Mr. Wolfowitz quit May 17, less than halfway through his five-year term, amid a furor over securing a pay raise for his companion. The White House bowed to pressure for his ouster from European governments, which said the former deputy defense secretary had hobbled the world’s largest development agency.
Mr. Flaherty and the German finance minister, Peer Steinbrück, said on Saturday that they back a convention allowing America to choose the World Bank’s next head. America has always picked the bank president, while the head of the International Monetary Fund is a European.
The list of possible successors includes Deputy Treasury Secretary Robert Kimmitt, 59; a former trade representative, Robert Zoellick, 53; and the director of the White House National Economic Council, Allan Hubbard, 59.
Mr. Kimmitt, representing Treasury Secretary Paulson at the G-8 meeting, said he was pleased by suggestions he could replace Mr. Wolfowitz and that it was “premature” to discuss names. “I’m flattered to have my name associated with a prestigious institution like the World Bank,” Mr. Kimmitt told reporters. “Any discussion of names at this point, mine or anyone else’s, is just speculation.”
Canada expects the next World Bank president will be an American appointed by America, Mr.

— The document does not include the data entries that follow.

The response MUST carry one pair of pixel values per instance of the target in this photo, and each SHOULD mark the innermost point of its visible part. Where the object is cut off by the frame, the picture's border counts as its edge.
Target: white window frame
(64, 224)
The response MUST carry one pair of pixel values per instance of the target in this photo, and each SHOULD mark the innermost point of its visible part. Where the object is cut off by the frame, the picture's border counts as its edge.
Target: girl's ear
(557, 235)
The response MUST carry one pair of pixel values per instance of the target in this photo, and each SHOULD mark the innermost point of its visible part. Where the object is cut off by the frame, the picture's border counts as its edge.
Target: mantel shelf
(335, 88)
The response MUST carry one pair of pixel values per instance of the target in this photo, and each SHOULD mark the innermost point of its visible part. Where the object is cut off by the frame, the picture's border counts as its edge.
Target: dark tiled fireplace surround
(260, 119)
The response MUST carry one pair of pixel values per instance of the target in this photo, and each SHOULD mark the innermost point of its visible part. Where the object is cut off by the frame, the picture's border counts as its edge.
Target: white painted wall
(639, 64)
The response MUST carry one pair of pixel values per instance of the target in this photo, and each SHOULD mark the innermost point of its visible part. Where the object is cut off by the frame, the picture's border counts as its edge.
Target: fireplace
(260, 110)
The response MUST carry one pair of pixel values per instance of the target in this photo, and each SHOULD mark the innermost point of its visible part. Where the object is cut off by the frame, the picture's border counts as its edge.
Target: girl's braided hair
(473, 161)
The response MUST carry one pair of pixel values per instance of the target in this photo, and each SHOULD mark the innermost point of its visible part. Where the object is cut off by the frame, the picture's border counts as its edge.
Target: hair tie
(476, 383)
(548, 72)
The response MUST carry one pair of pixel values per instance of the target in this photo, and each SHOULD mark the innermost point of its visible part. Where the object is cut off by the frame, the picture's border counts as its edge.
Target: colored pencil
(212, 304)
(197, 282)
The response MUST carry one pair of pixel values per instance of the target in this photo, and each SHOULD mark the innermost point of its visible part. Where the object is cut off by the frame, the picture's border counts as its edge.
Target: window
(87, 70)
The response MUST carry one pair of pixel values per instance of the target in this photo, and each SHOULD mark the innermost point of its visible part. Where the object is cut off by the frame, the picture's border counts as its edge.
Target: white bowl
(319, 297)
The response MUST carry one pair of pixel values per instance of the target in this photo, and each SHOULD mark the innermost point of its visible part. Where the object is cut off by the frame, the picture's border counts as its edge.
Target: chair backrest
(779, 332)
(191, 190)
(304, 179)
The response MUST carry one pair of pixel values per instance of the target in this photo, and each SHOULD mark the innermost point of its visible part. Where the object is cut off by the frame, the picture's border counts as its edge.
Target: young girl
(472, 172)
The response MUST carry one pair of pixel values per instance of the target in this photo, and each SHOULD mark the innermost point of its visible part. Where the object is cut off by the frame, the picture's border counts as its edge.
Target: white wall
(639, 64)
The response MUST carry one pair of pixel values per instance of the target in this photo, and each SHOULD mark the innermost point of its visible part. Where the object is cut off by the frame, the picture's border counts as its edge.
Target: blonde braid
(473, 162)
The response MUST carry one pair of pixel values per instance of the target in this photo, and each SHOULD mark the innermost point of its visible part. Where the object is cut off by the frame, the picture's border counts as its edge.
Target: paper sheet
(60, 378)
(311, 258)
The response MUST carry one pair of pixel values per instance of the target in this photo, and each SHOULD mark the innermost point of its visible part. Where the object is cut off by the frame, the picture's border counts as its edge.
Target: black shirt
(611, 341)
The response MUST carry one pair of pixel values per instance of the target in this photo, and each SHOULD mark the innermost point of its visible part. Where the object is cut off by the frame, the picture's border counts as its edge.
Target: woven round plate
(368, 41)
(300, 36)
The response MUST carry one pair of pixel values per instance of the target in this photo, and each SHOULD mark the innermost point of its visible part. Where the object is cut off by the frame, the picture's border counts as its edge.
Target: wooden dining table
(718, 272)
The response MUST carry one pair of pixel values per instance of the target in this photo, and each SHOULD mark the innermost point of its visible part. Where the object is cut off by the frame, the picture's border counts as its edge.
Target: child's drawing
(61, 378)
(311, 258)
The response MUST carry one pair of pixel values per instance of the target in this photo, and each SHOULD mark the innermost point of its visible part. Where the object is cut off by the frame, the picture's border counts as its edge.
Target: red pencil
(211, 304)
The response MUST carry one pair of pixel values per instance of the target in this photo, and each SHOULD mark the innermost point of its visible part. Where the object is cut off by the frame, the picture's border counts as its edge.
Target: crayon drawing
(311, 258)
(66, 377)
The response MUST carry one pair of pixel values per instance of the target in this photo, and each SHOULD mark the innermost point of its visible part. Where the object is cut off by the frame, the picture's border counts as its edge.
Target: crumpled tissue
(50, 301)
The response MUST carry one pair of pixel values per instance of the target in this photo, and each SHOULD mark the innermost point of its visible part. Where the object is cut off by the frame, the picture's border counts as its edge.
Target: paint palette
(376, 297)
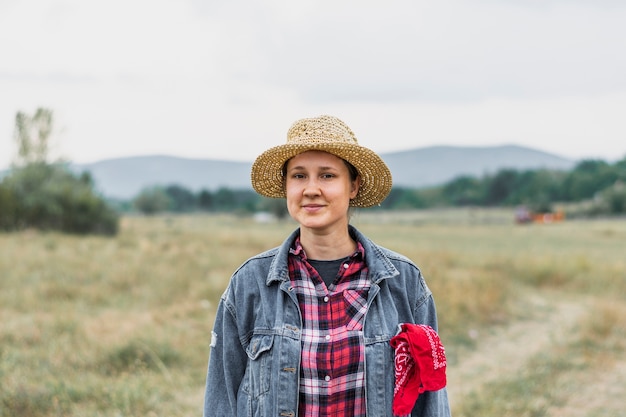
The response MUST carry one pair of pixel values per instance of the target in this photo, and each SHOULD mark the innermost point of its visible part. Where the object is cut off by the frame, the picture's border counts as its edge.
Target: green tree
(49, 196)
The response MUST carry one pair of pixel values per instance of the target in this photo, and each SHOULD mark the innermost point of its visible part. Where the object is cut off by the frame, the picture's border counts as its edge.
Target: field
(533, 317)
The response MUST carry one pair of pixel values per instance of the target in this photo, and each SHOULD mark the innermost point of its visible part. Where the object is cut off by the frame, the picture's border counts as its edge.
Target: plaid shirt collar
(297, 250)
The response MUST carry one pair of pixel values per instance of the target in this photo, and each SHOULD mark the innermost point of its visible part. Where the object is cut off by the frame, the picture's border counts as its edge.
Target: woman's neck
(327, 246)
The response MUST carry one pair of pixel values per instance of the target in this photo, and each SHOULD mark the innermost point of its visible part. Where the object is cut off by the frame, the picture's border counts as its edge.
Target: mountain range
(124, 178)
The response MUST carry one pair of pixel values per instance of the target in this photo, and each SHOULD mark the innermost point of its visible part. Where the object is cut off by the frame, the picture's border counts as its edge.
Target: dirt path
(508, 348)
(602, 393)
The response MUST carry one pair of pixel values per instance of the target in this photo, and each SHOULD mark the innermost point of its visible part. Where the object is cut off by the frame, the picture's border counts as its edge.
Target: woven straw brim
(267, 176)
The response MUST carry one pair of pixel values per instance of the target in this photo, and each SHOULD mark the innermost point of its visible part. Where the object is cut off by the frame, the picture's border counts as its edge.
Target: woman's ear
(354, 187)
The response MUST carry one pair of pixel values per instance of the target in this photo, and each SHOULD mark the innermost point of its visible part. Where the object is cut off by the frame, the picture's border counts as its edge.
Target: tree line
(602, 183)
(37, 193)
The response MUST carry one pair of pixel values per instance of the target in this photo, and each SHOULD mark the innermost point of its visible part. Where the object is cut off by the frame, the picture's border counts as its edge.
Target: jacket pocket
(259, 366)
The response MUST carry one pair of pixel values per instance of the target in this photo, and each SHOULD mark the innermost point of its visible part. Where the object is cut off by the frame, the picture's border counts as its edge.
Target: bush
(51, 197)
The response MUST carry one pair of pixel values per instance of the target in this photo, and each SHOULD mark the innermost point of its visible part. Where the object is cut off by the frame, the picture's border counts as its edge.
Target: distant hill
(438, 164)
(124, 178)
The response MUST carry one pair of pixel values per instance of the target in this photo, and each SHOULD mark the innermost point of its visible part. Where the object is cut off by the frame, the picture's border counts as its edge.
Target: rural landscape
(107, 309)
(533, 317)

Flaherty said at a press conference after the meeting. Mr. Flaherty said he and Mr. Paulson haven’t spoken by phone yet about specific names, and Canada doesn’t have a preference.
The G-8 ministers thanked Mr. Wolfowitz in a statement after the meeting for his service at the World Bank and his work on reducing poverty in Africa.
Mr. Flaherty said he disagreed with one of Mr. Steinbrück’s chief aims of the G-8 meeting, a move toward greater surveillance of hedge funds.